$\ell_p$ is Hilbert if and only if $p=2$

Can anybody please help me to prove this:

Let $p$ be greater than or equal to $1$.

Show that for the space $\ell_p=\{(u_n):\sum_{n=1}^\infty |u_n|^p<\infty\}$ of all $p$-summable sequences (with norm $||u||_p=\sqrt[p]{\sum_{n=1}^\infty |u_n|^p}\ )$, there is an inner product $<\_\,|\,\_> $ s.t. $||u||^2=<u\,|\,u>$ if and only if $p=2$.

Solution 1:

Assuming we are working with the usual norm (as OP said in comments), suppose $\ell_{p}$ is an Hilbert space.
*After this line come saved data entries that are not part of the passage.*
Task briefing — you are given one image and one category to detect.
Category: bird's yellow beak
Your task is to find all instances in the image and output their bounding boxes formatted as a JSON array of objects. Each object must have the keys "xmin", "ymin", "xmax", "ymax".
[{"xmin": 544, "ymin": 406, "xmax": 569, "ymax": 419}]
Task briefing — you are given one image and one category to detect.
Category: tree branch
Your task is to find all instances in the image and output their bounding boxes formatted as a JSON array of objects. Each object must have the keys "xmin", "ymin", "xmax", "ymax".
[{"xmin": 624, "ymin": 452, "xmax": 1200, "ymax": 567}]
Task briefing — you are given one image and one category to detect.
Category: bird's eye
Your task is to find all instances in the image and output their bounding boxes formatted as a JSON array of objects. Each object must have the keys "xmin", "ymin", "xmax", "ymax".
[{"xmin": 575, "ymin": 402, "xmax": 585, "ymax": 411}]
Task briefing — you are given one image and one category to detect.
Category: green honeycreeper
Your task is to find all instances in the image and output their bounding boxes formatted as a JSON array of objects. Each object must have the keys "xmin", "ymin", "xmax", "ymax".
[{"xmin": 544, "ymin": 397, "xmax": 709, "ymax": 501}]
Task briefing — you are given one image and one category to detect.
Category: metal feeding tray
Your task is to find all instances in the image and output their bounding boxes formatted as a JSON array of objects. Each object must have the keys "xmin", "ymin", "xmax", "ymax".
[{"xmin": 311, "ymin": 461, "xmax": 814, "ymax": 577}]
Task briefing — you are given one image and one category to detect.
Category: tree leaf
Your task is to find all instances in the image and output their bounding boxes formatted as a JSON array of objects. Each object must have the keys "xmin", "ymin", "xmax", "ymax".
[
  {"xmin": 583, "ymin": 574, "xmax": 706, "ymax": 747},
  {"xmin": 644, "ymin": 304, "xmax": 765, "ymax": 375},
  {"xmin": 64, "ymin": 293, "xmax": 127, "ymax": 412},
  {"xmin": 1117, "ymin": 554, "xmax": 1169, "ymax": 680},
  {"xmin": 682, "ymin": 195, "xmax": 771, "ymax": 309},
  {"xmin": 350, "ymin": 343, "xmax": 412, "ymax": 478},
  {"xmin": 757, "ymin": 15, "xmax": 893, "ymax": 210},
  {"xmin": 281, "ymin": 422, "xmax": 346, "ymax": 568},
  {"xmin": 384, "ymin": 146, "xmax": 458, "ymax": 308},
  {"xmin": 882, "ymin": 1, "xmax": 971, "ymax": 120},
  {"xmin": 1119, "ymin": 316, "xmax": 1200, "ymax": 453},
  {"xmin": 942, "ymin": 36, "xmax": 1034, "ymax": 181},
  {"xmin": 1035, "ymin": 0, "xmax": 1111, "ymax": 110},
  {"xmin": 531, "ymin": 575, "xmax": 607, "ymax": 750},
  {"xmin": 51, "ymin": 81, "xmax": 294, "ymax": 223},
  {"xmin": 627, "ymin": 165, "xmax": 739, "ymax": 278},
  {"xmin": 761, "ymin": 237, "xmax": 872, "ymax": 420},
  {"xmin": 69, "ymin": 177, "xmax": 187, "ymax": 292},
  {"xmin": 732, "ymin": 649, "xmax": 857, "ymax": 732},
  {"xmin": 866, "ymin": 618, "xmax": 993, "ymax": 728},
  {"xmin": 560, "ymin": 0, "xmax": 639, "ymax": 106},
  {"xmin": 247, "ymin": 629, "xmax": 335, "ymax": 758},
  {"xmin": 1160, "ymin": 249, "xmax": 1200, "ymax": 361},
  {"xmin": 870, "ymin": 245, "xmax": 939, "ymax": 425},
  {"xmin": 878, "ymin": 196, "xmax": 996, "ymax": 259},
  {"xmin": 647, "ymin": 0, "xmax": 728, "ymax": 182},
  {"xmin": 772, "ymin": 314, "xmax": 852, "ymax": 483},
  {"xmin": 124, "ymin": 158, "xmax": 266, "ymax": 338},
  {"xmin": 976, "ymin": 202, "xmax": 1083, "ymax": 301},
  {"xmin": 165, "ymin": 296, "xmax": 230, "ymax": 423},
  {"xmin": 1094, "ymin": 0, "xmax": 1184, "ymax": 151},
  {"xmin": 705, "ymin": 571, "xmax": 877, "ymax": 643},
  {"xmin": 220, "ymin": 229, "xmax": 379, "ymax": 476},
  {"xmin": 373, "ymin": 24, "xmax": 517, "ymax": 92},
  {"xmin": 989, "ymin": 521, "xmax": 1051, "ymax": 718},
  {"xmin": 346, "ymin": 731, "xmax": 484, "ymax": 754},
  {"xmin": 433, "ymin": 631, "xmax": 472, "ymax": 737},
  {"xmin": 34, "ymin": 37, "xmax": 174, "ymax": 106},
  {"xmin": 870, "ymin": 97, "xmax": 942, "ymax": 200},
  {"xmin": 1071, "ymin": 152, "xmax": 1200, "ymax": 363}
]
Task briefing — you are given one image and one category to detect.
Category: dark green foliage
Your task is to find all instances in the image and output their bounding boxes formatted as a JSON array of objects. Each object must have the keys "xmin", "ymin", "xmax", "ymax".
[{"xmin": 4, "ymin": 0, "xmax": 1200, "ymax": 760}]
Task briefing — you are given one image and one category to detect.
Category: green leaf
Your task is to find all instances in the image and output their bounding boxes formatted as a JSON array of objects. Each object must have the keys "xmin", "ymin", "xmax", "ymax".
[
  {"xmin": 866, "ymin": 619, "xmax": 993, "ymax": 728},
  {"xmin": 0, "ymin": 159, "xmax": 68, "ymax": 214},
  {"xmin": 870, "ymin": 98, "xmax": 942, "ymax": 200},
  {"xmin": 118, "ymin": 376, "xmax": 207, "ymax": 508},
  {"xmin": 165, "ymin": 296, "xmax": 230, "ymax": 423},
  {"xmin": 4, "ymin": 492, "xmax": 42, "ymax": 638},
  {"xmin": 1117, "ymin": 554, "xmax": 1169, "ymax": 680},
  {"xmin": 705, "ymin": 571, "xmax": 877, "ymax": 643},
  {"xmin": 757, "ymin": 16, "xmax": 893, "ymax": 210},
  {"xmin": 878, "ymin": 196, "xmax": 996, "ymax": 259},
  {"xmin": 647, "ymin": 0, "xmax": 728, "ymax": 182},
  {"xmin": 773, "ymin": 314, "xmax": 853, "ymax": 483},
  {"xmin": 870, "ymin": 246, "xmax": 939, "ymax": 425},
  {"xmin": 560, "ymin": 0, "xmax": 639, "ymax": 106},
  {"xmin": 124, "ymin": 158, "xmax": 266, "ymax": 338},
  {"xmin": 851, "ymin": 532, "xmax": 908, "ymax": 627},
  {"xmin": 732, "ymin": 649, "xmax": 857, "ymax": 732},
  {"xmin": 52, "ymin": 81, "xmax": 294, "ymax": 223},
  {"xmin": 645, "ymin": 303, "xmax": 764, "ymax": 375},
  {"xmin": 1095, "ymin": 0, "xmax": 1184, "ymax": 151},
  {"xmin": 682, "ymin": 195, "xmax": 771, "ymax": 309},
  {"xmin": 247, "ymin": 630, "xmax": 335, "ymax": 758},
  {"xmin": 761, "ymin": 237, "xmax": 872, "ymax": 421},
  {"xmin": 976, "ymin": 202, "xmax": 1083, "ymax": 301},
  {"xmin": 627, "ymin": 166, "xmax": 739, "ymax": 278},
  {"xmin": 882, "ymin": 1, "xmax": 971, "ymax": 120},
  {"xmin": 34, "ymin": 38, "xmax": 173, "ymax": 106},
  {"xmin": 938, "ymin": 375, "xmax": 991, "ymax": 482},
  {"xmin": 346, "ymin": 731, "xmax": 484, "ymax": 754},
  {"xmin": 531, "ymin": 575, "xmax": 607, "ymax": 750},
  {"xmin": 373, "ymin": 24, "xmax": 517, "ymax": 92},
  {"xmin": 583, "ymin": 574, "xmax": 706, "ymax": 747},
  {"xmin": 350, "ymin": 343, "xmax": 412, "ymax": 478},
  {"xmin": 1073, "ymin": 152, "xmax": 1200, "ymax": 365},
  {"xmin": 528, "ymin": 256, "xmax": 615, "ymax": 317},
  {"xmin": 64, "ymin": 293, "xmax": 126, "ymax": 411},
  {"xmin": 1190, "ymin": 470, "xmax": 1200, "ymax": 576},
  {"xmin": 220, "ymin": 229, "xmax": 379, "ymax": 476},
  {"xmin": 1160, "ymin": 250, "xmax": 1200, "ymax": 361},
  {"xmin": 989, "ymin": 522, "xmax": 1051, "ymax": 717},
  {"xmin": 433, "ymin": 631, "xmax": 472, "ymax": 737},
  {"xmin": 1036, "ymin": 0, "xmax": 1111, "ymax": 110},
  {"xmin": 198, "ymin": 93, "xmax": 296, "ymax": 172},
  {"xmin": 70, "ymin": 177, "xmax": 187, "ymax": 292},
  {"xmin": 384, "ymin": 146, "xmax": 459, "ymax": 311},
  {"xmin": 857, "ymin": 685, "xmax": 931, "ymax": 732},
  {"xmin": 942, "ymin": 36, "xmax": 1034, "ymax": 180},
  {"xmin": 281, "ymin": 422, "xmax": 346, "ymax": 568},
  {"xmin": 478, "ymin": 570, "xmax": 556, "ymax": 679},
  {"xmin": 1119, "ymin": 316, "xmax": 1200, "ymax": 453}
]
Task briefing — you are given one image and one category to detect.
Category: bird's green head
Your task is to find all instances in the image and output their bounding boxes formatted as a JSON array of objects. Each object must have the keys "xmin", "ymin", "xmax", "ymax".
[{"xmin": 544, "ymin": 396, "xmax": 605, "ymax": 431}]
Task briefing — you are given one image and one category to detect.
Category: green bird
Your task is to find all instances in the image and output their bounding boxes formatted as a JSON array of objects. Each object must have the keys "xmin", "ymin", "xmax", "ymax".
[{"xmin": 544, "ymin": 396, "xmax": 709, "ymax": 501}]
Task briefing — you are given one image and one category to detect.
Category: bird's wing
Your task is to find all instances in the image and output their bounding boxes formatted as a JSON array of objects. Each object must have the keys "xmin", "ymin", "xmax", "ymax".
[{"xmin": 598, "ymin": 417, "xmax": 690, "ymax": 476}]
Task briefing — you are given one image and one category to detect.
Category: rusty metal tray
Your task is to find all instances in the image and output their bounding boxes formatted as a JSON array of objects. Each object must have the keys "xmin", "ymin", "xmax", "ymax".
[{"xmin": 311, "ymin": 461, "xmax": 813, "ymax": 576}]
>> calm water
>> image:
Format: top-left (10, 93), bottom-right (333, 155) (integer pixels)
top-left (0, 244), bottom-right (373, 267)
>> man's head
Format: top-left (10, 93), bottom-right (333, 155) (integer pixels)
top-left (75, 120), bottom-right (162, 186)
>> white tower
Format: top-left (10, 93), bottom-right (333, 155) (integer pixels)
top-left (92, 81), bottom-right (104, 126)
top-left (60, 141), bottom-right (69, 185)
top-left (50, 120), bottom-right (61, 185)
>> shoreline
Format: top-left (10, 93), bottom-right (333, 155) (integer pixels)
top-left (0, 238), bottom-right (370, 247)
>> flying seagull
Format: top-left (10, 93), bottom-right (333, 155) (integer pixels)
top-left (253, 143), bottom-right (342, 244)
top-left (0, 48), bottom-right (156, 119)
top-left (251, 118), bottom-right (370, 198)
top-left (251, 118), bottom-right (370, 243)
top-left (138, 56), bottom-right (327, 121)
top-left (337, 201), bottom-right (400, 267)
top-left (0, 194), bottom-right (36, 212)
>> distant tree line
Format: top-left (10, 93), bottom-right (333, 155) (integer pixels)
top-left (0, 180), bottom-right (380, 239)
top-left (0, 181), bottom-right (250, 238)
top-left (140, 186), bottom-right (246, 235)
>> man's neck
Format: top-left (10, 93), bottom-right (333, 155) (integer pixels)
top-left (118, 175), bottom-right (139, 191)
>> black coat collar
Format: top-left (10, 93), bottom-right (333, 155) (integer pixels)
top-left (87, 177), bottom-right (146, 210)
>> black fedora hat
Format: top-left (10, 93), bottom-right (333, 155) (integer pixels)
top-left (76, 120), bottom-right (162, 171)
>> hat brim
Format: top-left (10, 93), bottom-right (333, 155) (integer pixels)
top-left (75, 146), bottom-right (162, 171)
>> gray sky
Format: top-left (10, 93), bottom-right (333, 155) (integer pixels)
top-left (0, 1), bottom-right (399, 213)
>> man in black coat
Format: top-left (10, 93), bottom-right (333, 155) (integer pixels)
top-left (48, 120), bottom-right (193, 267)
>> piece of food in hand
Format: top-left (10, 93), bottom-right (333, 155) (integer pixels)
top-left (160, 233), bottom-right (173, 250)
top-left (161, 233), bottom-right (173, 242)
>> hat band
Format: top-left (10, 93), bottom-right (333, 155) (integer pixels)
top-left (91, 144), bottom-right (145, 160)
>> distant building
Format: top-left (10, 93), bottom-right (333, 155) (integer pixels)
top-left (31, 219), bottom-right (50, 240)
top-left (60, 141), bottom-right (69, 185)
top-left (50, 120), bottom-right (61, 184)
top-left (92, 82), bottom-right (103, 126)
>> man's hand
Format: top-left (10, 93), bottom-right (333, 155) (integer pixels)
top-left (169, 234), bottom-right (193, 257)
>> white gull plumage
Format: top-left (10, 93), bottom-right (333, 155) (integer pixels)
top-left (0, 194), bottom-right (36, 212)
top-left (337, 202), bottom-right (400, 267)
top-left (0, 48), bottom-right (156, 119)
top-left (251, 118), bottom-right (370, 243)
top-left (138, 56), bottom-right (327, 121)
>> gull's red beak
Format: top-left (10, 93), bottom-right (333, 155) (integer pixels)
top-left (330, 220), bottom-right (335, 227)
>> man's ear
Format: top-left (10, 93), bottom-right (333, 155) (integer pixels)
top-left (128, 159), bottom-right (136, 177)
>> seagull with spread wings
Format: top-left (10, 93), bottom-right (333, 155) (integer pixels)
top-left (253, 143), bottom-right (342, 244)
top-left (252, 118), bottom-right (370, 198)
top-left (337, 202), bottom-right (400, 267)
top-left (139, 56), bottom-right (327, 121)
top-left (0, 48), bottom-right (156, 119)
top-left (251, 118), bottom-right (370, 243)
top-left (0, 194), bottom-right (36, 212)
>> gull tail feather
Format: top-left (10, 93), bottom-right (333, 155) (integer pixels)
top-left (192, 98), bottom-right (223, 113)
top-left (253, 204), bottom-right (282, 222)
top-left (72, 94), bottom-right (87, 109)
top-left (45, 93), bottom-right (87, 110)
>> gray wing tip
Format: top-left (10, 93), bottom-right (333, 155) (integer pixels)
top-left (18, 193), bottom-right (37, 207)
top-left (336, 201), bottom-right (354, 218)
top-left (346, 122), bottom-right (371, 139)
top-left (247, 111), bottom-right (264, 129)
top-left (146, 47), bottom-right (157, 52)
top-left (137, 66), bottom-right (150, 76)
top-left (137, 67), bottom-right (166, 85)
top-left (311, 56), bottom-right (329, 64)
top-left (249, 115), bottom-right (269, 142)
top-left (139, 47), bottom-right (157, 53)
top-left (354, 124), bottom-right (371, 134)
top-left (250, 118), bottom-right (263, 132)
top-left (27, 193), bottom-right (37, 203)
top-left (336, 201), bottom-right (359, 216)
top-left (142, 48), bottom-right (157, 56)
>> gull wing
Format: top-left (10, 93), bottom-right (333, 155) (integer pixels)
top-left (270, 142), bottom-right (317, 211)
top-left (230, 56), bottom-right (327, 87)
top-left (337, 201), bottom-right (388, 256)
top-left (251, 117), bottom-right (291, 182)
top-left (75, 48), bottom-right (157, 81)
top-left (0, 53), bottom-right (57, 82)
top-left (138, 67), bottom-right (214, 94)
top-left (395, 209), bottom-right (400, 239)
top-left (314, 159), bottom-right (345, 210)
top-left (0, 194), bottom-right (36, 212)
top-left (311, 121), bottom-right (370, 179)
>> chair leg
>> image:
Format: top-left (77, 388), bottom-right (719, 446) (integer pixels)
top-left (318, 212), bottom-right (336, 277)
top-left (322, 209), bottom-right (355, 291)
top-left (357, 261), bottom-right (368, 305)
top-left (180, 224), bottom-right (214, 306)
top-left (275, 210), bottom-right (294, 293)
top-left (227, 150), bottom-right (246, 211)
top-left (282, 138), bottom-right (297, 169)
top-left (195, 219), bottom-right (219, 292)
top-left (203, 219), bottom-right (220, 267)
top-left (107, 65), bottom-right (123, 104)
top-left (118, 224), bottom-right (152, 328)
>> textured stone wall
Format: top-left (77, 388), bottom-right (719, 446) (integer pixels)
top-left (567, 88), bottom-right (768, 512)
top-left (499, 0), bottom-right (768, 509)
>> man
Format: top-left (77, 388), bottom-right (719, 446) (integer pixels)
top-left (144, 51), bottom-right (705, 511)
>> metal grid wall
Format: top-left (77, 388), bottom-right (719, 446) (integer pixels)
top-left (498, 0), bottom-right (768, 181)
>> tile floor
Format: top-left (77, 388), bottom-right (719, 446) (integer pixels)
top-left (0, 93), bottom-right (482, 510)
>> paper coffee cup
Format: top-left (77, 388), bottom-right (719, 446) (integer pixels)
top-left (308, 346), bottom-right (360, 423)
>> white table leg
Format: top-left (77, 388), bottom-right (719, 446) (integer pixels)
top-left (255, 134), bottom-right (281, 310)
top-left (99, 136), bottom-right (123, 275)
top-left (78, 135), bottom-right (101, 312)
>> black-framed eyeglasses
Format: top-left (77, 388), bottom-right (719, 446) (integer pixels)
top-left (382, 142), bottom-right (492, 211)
So its must satisfy for all $u,v$: $$2\|u\|_{p}^2 + 2\|v\|_{p}^2 = \|u + v\|_{p}^2 + \|u - v\|_{p}^2.$$

As suggested by martini, take $u=e_{1}=(1,0,...,0,...)$ and $v=e_{2}=(0,1,0,...,0,...)$. Hence, by the last equality, we have $$4=2^{\frac{2}{p}}+2^{\frac{2}{p}}$$

Now you can solve the last inequality and verify that $p=2$.

On the other hand, if $p=2$, you can easily check that $\ell_{2}$ is a Hilbert space.